Best I can tell, Buddhist, psychoanalysis, and even some interpretations of Christianity are about breaking down this circle of reactions. Kind of crazy to think that each reaction involves the person suffering too.

posted on Mar, 13 2005 @ 07:41 PM
I subscribe to Carlin's adaptation of this issue. Words are harmless. They are just word, intent is the issue. What is the intent behind the use of any word.

posted on Mar, 13 2005 @ 07:50 PM
If you want to get another perspective on what you are talking about look into Neuro Linguistic Programming. Here is a good place to start; Tell me what you think.

posted on Mar, 14 2005 @ 07:22 PM
I am aware of what NLP is about...I think it's a valuable tool to have or to learn. It is used in combination to hypnosis...A powerfull persuader that person would be!...However, one must consider the mind Programming/Conditional aspect of it...
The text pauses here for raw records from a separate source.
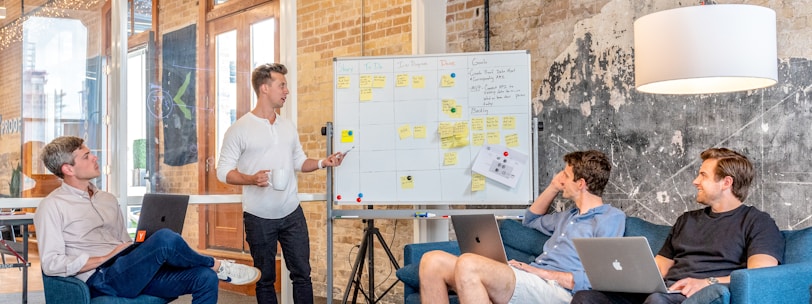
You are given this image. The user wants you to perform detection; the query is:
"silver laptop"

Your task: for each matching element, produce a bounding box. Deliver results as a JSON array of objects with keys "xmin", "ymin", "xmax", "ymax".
[
  {"xmin": 99, "ymin": 193, "xmax": 189, "ymax": 268},
  {"xmin": 572, "ymin": 236, "xmax": 680, "ymax": 293},
  {"xmin": 451, "ymin": 214, "xmax": 507, "ymax": 264}
]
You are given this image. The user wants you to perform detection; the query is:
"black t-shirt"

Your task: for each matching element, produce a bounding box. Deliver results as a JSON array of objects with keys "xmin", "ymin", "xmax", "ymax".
[{"xmin": 658, "ymin": 205, "xmax": 784, "ymax": 285}]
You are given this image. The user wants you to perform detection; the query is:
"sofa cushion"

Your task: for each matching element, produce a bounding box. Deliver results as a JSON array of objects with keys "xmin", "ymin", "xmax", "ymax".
[
  {"xmin": 395, "ymin": 263, "xmax": 420, "ymax": 290},
  {"xmin": 499, "ymin": 220, "xmax": 550, "ymax": 263},
  {"xmin": 781, "ymin": 227, "xmax": 812, "ymax": 264},
  {"xmin": 623, "ymin": 216, "xmax": 671, "ymax": 255}
]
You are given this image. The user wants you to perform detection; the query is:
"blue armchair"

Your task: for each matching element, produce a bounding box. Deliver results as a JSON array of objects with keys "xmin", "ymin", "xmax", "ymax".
[
  {"xmin": 42, "ymin": 273, "xmax": 174, "ymax": 304},
  {"xmin": 396, "ymin": 217, "xmax": 812, "ymax": 304}
]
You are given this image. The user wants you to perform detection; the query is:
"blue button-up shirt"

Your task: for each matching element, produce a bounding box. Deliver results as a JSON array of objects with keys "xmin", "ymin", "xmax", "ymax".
[{"xmin": 522, "ymin": 205, "xmax": 626, "ymax": 294}]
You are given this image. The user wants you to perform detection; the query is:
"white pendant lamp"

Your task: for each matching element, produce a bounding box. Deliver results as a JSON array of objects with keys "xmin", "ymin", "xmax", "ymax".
[{"xmin": 634, "ymin": 4, "xmax": 778, "ymax": 94}]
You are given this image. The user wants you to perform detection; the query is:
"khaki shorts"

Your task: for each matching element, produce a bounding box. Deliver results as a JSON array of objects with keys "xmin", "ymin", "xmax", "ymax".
[{"xmin": 510, "ymin": 267, "xmax": 572, "ymax": 304}]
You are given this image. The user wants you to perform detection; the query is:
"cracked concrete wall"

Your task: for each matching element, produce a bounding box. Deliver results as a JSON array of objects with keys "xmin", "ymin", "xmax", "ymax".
[{"xmin": 447, "ymin": 0, "xmax": 812, "ymax": 229}]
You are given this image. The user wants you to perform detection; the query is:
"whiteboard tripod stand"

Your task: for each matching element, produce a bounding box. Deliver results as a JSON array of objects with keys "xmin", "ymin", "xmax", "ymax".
[{"xmin": 342, "ymin": 205, "xmax": 400, "ymax": 304}]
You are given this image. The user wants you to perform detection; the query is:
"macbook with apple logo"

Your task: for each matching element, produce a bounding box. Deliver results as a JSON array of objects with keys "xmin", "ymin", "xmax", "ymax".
[
  {"xmin": 451, "ymin": 214, "xmax": 507, "ymax": 264},
  {"xmin": 572, "ymin": 236, "xmax": 680, "ymax": 293}
]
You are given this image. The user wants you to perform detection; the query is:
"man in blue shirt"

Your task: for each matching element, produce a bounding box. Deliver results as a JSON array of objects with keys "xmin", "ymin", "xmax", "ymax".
[{"xmin": 420, "ymin": 150, "xmax": 626, "ymax": 303}]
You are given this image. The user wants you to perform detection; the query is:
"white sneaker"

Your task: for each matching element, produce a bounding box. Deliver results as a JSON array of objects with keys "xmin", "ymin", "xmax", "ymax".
[{"xmin": 217, "ymin": 260, "xmax": 261, "ymax": 285}]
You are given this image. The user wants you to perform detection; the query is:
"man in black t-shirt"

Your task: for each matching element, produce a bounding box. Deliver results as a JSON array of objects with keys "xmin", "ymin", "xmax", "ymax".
[{"xmin": 571, "ymin": 148, "xmax": 784, "ymax": 303}]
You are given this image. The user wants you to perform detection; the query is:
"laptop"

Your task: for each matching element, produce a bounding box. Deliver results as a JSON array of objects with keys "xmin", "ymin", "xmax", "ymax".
[
  {"xmin": 99, "ymin": 193, "xmax": 189, "ymax": 268},
  {"xmin": 451, "ymin": 214, "xmax": 507, "ymax": 264},
  {"xmin": 572, "ymin": 236, "xmax": 680, "ymax": 293}
]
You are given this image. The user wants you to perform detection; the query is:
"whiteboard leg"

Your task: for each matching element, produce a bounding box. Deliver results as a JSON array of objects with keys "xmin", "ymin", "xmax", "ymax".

Although word seem to be meaningless, the "spoken sound" that it produce does reasonate the intent behind it.

Imagine someone who use the F***k word for almost every verbs that he/she uses in a sentence when speacking...amazing

posted on Mar, 15 2005 @ 12:09 PM
I have heard more people use the f**k word more as an adjective than a verb, as in " take the f**king car to the f**king store and buy some f**king stove top stuffing". What I wonder is if we grew up using other words in place of f**k etc if those words would still "feel" right when we used them. Is it the context of the curse word that creates that "feeling" or the words themselves?

posted on Mar, 16 2005 @ 03:25 AM
Words are a form of verbal symbol. As such they convey more than just the definition of the term that you'd find in a dictionary. The social, political, and even geographic context is as important as the base meaning.

In order to not offend the site's automatic censors, and to keep from having to dance around it, let's take an imaginary term. Lets say that there exists an ethnic group, the Ignomians, in the US who's been here since the late 19th century. They came over because of famine in their own country, and were not well received upon arrival. Many places of business would not serve them, and they were assulted for having the ill-luck to be born to Ignomian parents. Because of the prejudices at the time, they mostly took jobs in rendering plants, and acquired the nickname "The Stinks" because of the smell that clung to them even when not at work.

100 years and more later, if you call an Ignomian-American a "Stink," you're making a comment not just on their ethnicity, but also of where you think they belong in society. You are, in effect, saying that in spite of whatever education and success they may currently have, they really belong in a meat packing plant, or at least that's what they'll hear. With those five letters, you envoke a whole host of cultural references, many that you may not intend.

On the converse side, if the Ignomian-American population at large has been mostly unable to climb out of the lower classes, they may adopt the name "Stink" to use among themselves. Used in this context it implies a communion of misery, it allows a bonding, and it takes a formerly harmful term and re-defines it, if only among their own community, as a positive name. We see the same behavior among many groups today: homosexuals, African-Americans, even Wiccans have taken the term "witch" and turned its meaning around.

What's overlooked, though, is that these terms imply membership in that community. If the aforementioned Ignomians had a prominant physical feature, for example they all had red-colored eyes, then a blue-eyed person calling another a Stink would be seen as using the outsider-version of the term, whereas a red-eyed person saying the same thing would be seen to be using a term of solidarity. Context is at least as important as the base definition of the word.

While NLP is an interesting investigation, and has many useful aspects, a better place to start on this subject would be to pick up a basic book on sociolinguistics. You'll see, there, how different cultures react differently to swearing. Some, like the US, have a very strong social taboo against it. Others, like France, are more lax on the subject. Almost every culture has "Words You Do Not Say™" but the number and the severity of breaking the taboo will change.